Starting to Learn Distributed File Systems
Sunday, January 29, 2012 So here we go! I've been reading like crazy about distributed systems and distributed file systems the past few days. And like all graduate students, my first instinct was to start learning about the major conferences and reading the big papers in the field. The most obvious choice is to see if any of the big web companies published any papers on their infrastructure. Lo and Behold they have! So here's a coredump of my findings:
- The Datacenter as a Computer - Luiz Barroso and Urs Holzle
- Bigtable: A Distributed Storage System for Structured Data - Google
- MapReduce: Simplified Data Processing on Large Clusters - Jeffrey Dean and Sanjay Ghemawat (Google)

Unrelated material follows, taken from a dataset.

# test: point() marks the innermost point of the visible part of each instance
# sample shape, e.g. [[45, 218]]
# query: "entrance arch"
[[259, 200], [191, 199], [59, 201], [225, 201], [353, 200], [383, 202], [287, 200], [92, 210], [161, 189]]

- The Google File System - Google
- GPFS: A Shared-Disk File System For Large Computing Clusters - Frank Schmuck and Roger Haskin (IBM)
- The Chubby Lock Service For Loosely-Coupled Distributed Systems - Mike Burrows (Google)
- Eventually Consistent - Werner Vogels (Amazon)
- Dynamo: Amazon's Highly Available Key-value Store - Amazon
- Windows Azure Storage: A Highly Available Cloud Storage System with Strong Consistency - Microsoft
- The Hadoop Distributed File System: Architecture and Design - Hadoop
Arstechnica has a gentle introduction to Distributed File Systems (DFS) here. If you know of any more papers, please let me know! The major conferences seem to be:
- Operating Systems Design and Implementation (OSDI)
- Symposium On Operating Systems Principles (SOSP)
- International Conference on Distributed Computing Systems (ICDCS)
I'll start digesting and blogging about these papers in another post - which means it's time to start Better Know a Distributed Systems tag!